When taking a new life insurance policy, most of us give a little thought to the possibility that there may be situations where your life insurance policy won’t pay a claim to your heirs. But there are actually such situations – at least five.

Suicide within the first two years of the policy

Life insurance policies typically come with a provision referred to as a period of contestability, and we’ll dive a little deeper into that topic in a moment. But this provision applies more specifically if the death is a result of suicide.

The period of contestability is largely a protection for the life insurance company against people taking out a large amount of life insurance, then committing suicide in order to improve their family’s financial position. Though this action may be unthinkable to most people, it does happen in the real world – or at least it used to, before the introduction of the two year suicide limitation.

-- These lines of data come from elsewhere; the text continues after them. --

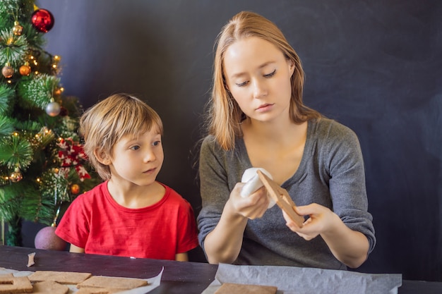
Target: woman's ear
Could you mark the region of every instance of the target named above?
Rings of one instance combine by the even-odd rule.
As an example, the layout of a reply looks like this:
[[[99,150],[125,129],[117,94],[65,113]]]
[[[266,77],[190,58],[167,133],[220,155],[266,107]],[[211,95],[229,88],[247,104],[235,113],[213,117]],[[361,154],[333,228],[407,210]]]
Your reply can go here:
[[[293,75],[293,73],[294,73],[294,64],[293,63],[293,61],[290,59],[288,59],[287,62],[289,65],[289,73],[290,73],[290,78],[292,78],[292,75]]]
[[[97,158],[97,160],[98,161],[98,162],[100,162],[102,164],[108,166],[112,163],[112,161],[110,159],[109,154],[107,152],[104,152],[104,151],[103,150],[98,149],[95,149],[94,155],[95,156],[95,158]]]

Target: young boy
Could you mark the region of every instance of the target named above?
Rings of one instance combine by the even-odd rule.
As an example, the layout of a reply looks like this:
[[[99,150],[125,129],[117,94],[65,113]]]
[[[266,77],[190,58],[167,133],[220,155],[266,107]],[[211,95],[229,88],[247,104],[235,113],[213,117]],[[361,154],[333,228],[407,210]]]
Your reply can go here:
[[[198,245],[193,211],[156,181],[163,126],[143,101],[114,94],[80,120],[84,149],[104,180],[69,206],[56,234],[70,252],[187,261]]]

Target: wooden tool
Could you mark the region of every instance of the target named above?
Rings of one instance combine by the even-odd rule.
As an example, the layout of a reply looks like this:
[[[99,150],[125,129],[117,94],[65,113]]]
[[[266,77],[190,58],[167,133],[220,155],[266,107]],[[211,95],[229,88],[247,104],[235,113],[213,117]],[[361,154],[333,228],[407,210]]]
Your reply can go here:
[[[293,210],[293,207],[296,207],[296,204],[293,200],[292,200],[292,198],[290,198],[287,190],[280,187],[279,185],[261,171],[256,171],[256,173],[259,176],[259,179],[263,182],[263,184],[264,184],[264,186],[267,189],[267,192],[272,199],[275,200],[277,206],[279,206],[281,209],[284,210],[299,228],[301,228],[304,223],[304,217],[297,214],[294,210]]]

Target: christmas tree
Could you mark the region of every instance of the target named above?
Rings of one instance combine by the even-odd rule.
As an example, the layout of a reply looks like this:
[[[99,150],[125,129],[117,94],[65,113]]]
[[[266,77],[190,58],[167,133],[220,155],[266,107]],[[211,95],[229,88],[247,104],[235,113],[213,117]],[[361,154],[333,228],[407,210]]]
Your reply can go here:
[[[60,207],[100,180],[78,133],[80,105],[64,95],[61,58],[46,51],[54,16],[33,0],[0,0],[0,216],[21,245],[23,219],[54,226]]]

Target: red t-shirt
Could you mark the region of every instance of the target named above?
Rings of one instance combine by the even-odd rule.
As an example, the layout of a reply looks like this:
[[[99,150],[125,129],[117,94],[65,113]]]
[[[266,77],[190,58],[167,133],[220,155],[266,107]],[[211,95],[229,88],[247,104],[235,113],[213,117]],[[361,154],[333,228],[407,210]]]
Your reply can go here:
[[[158,202],[129,209],[102,183],[76,198],[55,233],[85,253],[174,260],[198,246],[196,225],[190,204],[162,185],[166,192]]]

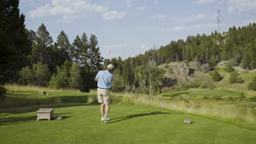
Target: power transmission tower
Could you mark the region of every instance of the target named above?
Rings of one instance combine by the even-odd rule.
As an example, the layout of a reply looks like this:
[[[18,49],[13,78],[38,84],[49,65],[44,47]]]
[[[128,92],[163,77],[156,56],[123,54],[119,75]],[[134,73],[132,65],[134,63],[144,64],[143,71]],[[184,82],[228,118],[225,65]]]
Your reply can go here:
[[[220,10],[218,9],[217,10],[217,32],[222,34],[222,27],[220,26]]]

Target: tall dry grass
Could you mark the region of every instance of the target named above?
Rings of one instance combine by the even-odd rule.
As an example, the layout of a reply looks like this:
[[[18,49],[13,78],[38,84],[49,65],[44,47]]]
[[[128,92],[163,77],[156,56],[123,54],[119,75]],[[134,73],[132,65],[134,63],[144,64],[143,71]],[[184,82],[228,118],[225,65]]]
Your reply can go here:
[[[38,92],[40,91],[45,91],[47,92],[80,92],[79,90],[75,89],[56,89],[31,86],[22,86],[17,84],[6,84],[3,85],[3,87],[6,88],[9,92]]]
[[[117,95],[129,98],[131,101],[129,101],[130,104],[174,110],[221,119],[256,128],[256,116],[253,112],[255,108],[246,104],[235,104],[225,101],[217,102],[214,100],[208,100],[207,103],[200,100],[190,100],[188,103],[184,103],[183,100],[164,100],[157,97],[142,94],[119,93]],[[126,103],[125,101],[120,103],[129,104]]]

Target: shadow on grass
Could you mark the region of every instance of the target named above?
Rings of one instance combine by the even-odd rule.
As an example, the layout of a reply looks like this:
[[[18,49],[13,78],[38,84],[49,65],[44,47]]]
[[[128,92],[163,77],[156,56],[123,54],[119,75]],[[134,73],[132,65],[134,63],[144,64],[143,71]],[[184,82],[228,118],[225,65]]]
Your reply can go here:
[[[130,116],[127,116],[125,117],[118,117],[118,118],[114,118],[111,119],[110,121],[113,121],[114,119],[120,119],[122,118],[120,120],[115,121],[114,122],[108,122],[108,123],[115,123],[115,122],[119,122],[122,121],[125,121],[129,119],[131,119],[132,118],[135,117],[143,117],[143,116],[152,116],[152,115],[162,115],[162,114],[184,114],[183,113],[173,113],[173,112],[162,112],[161,111],[154,111],[150,113],[140,113],[140,114],[136,114],[136,115],[130,115]]]

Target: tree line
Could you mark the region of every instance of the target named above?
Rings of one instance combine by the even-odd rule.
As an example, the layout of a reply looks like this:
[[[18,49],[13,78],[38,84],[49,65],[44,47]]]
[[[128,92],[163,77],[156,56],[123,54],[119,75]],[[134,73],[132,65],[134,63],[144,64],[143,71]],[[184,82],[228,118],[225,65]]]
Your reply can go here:
[[[94,76],[102,69],[98,40],[85,33],[71,43],[62,31],[53,38],[42,23],[28,30],[20,15],[19,1],[1,1],[0,81],[89,91]]]
[[[96,88],[94,77],[102,63],[115,65],[114,91],[160,93],[162,63],[196,61],[214,67],[230,60],[233,66],[249,70],[256,68],[256,24],[230,27],[220,34],[189,35],[186,40],[171,41],[133,57],[105,59],[101,56],[96,35],[85,33],[72,42],[63,31],[54,43],[45,26],[37,32],[27,29],[25,15],[20,15],[19,1],[0,2],[0,82],[21,85],[76,88],[88,92]],[[217,80],[220,79],[217,77]]]

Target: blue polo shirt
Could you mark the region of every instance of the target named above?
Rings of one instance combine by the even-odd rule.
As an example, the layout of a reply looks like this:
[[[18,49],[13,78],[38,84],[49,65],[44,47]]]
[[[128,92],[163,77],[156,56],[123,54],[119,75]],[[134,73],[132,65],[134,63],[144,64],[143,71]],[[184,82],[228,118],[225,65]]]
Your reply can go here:
[[[110,88],[114,75],[108,70],[100,70],[95,77],[98,79],[97,86],[99,88]]]

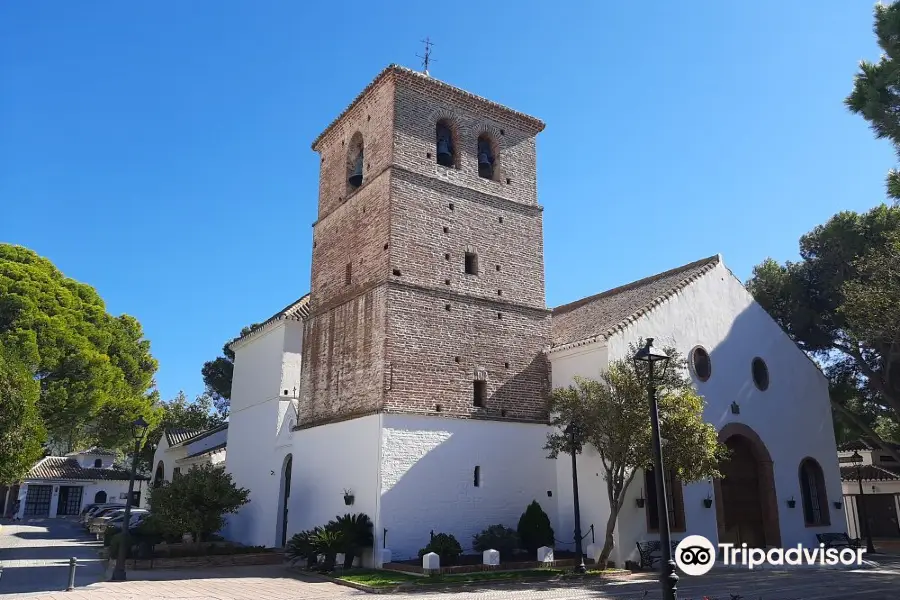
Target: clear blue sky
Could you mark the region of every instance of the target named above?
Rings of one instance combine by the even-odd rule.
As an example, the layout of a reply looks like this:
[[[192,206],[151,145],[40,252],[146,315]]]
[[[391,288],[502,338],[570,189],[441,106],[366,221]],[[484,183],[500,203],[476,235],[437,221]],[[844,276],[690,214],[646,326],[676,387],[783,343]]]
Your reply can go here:
[[[746,279],[894,156],[841,101],[872,2],[0,3],[0,240],[137,317],[163,397],[306,293],[310,142],[387,64],[533,114],[556,306],[721,252]],[[376,8],[377,7],[377,8]]]

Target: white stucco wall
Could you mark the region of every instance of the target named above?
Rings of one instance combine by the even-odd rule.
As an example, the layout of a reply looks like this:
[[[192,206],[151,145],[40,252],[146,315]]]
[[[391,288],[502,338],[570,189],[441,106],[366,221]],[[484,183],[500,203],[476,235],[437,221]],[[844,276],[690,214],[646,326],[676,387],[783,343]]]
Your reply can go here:
[[[556,472],[547,427],[474,419],[385,415],[381,522],[395,559],[415,557],[429,532],[452,533],[463,550],[494,524],[516,528],[537,500],[556,515]],[[481,485],[474,486],[480,467]],[[553,497],[547,497],[547,491]],[[380,536],[379,536],[380,537]]]
[[[827,382],[723,264],[613,336],[610,360],[625,358],[629,342],[639,337],[653,337],[658,346],[674,345],[685,356],[697,345],[707,349],[712,375],[696,383],[707,402],[704,416],[717,430],[743,423],[766,445],[774,463],[782,546],[816,545],[816,533],[845,530],[844,511],[832,504],[841,498],[841,482]],[[757,356],[769,369],[764,392],[751,375]],[[738,415],[731,413],[733,401],[740,405]],[[825,476],[831,511],[827,526],[806,527],[803,520],[798,470],[808,456],[819,462]],[[708,482],[685,487],[685,521],[688,534],[718,539],[715,509],[702,503],[710,490]],[[786,504],[791,497],[797,500],[794,509]],[[625,548],[633,548],[635,539],[654,537],[646,533],[643,511],[634,512],[640,514],[622,523]]]
[[[381,418],[371,415],[293,433],[288,537],[324,525],[337,515],[365,513],[375,522],[376,546],[380,547],[377,515]],[[353,492],[352,506],[344,504],[345,489]],[[278,491],[274,487],[267,500],[275,507]],[[274,534],[276,511],[270,514]],[[364,558],[371,561],[371,556]]]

Facing a major business failure, the loss of a well-paying career, or exposure to substantial debts, could cause a person to become distraught and hopeless. He may see his own life as being essentially over, but still have a strong desire to provide for his family. We can think of this as a form of benevolent insanity, but it’s a nightmare situation for life insurance companies.

Living abroad

Like any other legal agreement, life insurance policies contain a significant amount of fine print. And like most legal agreements, consumers don’t normally spend much time reading the fine print.

You should.

One of the provisions you might come across in your life insurance policy are exclusions that apply to living abroad. Even if you are living in the US at the time you began your life insurance policy, there may be specific provisions that exclude payment of the death benefit if you are living outside the country.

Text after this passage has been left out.